Oh, well, I just wondered, after all it works.
Erik
Having played a bit with this funny left bit-shifting issue the conclusion seems to be: When left bit-shifting a char variable and AND'ing with 0xFF the MSB (sign bit) is not allowed to change.
This seems to be a specific char issue. Signed int variables left-shiftet and AND'ed with 0xFFFF are allowed to change MSB.
Below are some code examples to illustrate. In all examples ch1 is a signed char.

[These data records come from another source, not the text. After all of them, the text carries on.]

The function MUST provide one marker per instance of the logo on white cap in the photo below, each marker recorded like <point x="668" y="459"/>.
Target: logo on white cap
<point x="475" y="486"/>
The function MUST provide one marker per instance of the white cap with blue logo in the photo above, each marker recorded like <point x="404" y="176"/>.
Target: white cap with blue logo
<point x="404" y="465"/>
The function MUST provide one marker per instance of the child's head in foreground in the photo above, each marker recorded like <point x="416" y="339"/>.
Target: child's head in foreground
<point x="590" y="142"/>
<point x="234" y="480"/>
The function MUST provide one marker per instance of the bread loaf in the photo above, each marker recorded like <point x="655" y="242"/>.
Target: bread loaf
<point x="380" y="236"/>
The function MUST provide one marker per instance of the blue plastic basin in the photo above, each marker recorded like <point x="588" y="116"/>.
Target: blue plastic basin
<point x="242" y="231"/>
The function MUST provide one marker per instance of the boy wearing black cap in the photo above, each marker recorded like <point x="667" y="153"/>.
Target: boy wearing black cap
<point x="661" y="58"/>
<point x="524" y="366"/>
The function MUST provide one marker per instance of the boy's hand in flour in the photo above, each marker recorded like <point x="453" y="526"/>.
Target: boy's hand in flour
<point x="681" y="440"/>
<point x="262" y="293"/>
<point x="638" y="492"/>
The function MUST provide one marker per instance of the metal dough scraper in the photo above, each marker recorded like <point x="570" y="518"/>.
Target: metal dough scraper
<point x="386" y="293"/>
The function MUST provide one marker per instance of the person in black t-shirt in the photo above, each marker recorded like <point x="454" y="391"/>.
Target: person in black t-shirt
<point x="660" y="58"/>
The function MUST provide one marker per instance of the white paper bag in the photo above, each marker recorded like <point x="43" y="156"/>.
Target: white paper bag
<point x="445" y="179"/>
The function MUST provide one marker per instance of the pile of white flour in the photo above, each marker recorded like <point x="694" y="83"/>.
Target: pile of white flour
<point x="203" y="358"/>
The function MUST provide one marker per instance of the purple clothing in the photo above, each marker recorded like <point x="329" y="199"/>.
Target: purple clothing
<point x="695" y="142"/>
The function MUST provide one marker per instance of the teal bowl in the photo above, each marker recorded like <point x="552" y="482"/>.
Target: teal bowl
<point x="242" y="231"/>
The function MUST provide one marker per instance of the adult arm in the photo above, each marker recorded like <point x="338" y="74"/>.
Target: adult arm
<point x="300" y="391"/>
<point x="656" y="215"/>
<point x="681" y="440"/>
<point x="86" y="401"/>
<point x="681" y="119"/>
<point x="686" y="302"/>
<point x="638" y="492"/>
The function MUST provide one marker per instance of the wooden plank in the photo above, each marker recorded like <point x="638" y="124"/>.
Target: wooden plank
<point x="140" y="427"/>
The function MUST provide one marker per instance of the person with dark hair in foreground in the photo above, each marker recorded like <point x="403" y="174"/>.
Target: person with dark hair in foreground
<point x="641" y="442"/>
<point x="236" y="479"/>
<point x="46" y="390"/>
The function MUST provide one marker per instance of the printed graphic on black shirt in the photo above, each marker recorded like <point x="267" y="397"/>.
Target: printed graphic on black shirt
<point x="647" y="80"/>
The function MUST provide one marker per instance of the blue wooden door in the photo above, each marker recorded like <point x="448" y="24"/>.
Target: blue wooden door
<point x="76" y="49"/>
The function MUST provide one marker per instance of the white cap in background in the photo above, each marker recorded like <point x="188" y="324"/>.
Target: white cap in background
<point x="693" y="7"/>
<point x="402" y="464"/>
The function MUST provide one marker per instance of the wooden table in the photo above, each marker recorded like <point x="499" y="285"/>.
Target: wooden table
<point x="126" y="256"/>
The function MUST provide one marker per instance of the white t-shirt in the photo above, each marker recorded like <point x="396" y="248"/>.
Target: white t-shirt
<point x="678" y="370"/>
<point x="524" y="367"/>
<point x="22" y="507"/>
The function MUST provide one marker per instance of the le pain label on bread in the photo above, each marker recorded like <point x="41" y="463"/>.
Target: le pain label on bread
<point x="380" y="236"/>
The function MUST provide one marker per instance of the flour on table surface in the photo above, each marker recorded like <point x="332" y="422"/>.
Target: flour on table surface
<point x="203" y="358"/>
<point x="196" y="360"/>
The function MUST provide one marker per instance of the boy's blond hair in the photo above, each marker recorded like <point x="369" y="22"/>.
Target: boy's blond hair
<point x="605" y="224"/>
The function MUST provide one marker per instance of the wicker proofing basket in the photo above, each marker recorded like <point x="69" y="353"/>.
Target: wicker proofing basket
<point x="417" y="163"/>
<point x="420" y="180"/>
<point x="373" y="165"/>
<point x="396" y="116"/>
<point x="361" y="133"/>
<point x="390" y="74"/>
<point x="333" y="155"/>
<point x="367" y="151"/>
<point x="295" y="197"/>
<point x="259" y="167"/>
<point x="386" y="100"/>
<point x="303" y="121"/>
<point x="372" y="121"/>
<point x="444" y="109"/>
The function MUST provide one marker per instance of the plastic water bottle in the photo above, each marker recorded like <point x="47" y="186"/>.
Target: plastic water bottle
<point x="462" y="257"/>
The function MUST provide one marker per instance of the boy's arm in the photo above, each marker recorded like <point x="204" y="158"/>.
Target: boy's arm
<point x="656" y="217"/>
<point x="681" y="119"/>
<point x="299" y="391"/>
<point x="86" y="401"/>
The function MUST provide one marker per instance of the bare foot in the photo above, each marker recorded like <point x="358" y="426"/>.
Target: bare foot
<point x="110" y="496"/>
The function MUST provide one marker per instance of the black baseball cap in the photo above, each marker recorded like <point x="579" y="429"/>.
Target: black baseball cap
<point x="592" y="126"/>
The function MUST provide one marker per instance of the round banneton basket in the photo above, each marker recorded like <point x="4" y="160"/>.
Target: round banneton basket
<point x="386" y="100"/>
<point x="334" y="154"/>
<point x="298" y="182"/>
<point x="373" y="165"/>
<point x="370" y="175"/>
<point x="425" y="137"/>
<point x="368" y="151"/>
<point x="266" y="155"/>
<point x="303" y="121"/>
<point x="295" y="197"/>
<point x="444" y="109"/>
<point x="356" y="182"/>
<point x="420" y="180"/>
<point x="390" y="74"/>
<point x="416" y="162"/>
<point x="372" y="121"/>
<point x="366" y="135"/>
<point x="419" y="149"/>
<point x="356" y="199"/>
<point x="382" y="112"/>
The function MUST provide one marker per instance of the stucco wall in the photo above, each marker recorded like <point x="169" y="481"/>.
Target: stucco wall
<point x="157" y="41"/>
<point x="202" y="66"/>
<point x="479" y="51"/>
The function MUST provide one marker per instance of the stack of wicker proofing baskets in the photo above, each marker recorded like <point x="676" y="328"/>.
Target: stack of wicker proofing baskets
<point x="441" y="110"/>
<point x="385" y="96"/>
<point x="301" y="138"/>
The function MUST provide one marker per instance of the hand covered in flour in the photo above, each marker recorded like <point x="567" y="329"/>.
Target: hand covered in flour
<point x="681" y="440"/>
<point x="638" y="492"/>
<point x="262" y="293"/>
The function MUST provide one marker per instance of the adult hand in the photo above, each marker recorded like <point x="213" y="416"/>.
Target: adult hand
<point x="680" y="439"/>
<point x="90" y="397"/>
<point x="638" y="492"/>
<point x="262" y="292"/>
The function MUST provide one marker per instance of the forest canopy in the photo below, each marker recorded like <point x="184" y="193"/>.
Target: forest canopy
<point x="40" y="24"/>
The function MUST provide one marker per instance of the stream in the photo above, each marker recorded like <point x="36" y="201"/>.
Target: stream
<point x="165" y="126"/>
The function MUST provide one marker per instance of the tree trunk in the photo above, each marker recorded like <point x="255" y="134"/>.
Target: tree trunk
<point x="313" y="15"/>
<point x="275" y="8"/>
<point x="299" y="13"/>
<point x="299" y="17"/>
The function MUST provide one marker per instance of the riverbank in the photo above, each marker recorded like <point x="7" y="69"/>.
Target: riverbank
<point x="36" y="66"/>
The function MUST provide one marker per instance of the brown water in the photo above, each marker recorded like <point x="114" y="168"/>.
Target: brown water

With MSB initially cleared we cannot set it:
ch1 = 0x01; // MSB initially NOT set ch1 = (ch1 << 7) & 0xFF; // This produces 0x00
No AND'ing
ch1 = 0x01; ch1 = (ch1 << 7); // This produces 0x80
When not using a variable, but a casted constant
ch1 = ((char)0x01 << 7) & 0xFF; // This produces 0x80
MSB can be set when AND'ing with something other than 0xFF
ch1 = 0x01; ch1 = (ch1 << 7) & 0xF0; // This produce 0x80
Now try the opposite. With MSB initially set, left bit-shift will not be able to clear it
ch1 = 0x80; ch1 = (ch1 << 7) & 0xFF; // This produce 0x80
Is this really intentionally? If so, why only for chars? And why only when AND'ing with 0xFF?
The central clues remain the same: char is a signed type, and operations in C programs are defined to take place in a type no smaller than 'int'. This line
ch1 = (ch1 << 7) & 0xff
is implicitly transformed to the following:
ch1 = (char)(((int)ch1 << 7) & 0xff);
The result of this operation is clearly 0x80. Now, these implied casts are called "ANSI integer promotions", and in C51 they can be turned off (option NOINTPROMOTE). Technically, the moment you use this option, all bets are off as to what the program may do.
But for the sake of the argument, let's say this option is in action, so the statement gets turned into:
ch1 = ((ch1 << 7) & (char)0xff);
You've thus shifted a signed value into overflow: 1 << 7 is 128, which is too large for a char to hold. It's anybody's guess what might happen in this case. Well, don't do that then.
Lesson learned: don't ever shift values of signed types. And while at it, better don't use bitwise operators on them, either.